Si les dernières réductions de l'OPEP+ font grimper les prix, les producteurs rivaux en dehors du groupe en profiteront également, le plus grand rival étant les États-Unis.

Les États-Unis ont plus que doublé leur production de pétrole et de gaz au cours des 15 dernières années, principalement grâce à l'exploitation des gisements de schiste.

La production de schiste a chuté pendant la pandémie et les créanciers ont restreint le financement, mais elle s'est depuis redressée et les exportations de brut et la production américaines ont atteint des sommets.

La décision de l'OPEP+ de prolonger d'un an les réductions existantes devrait donner aux producteurs américains la confiance à long terme dont ils ont tant besoin en matière de prix et renforcer leur capacité d'emprunt.

Certaines des réductions promises dimanche comprennent des ajustements destinés à refléter la production réelle de certains membres du groupe qui n'ont pas été en mesure de respecter les quotas d'approvisionnement existants.

Alors que la Russie a accepté de prolonger jusqu'en 2024 sa limitation de 0,5 million de bpj, l'Angola et le Nigeria ont accepté de renoncer à leurs quotas inutilisés.
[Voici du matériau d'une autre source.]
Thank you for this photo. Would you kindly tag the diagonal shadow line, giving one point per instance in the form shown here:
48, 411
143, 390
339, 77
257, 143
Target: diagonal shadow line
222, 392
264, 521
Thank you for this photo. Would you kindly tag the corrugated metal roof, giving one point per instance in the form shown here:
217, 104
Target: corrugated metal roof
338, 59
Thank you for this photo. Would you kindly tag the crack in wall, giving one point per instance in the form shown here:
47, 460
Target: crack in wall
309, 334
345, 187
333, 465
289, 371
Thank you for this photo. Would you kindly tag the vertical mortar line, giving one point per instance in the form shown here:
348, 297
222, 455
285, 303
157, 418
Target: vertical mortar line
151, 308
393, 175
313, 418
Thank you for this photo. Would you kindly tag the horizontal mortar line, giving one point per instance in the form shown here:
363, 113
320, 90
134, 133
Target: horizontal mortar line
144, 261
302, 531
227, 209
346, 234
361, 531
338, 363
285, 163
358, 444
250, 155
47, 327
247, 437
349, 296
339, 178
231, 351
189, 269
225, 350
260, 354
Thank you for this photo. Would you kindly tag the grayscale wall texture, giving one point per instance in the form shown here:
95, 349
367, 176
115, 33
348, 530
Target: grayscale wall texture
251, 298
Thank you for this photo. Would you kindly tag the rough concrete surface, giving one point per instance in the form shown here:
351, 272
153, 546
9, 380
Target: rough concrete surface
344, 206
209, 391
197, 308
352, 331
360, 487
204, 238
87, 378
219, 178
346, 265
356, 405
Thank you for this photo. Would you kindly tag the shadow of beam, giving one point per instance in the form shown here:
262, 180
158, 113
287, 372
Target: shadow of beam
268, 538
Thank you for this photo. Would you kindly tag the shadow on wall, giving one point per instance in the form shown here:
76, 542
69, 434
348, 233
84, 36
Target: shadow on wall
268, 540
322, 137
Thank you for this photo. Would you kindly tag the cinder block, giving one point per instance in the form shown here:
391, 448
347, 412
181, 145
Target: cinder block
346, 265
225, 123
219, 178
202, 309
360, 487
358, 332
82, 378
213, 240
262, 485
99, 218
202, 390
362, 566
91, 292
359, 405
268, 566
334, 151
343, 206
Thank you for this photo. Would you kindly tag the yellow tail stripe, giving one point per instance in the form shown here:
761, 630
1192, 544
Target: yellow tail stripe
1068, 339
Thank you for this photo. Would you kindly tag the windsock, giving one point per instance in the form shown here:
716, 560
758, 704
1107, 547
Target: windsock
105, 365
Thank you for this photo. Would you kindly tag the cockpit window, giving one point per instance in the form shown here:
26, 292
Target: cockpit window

Les Émirats arabes unis ont été autorisés à augmenter leur quota de production de 0,2 million de bpj pour atteindre 3,2 millions de bpj à partir de 2024.

Mme Kaneva, de JPM, a déclaré que le résultat net serait que la décision de l'OPEP+ réduirait l'offre en 2024 de 1,1 million de bpj par rapport aux attentes précédentes et que les réductions pourraient être prolongées jusqu'en 2025.

Elle s'attend à ce que les États-Unis soient en mesure de s'adapter à cette situation.

"Il est important de noter qu'avec des prix du pétrole nettement inférieurs aux niveaux d'il y a un an et une production américaine de liquides pétroliers à un niveau record, la décision de l'OPEP ne devrait pas devenir un enjeu politique pour l'administration américaine", a déclaré Mme Kaneva.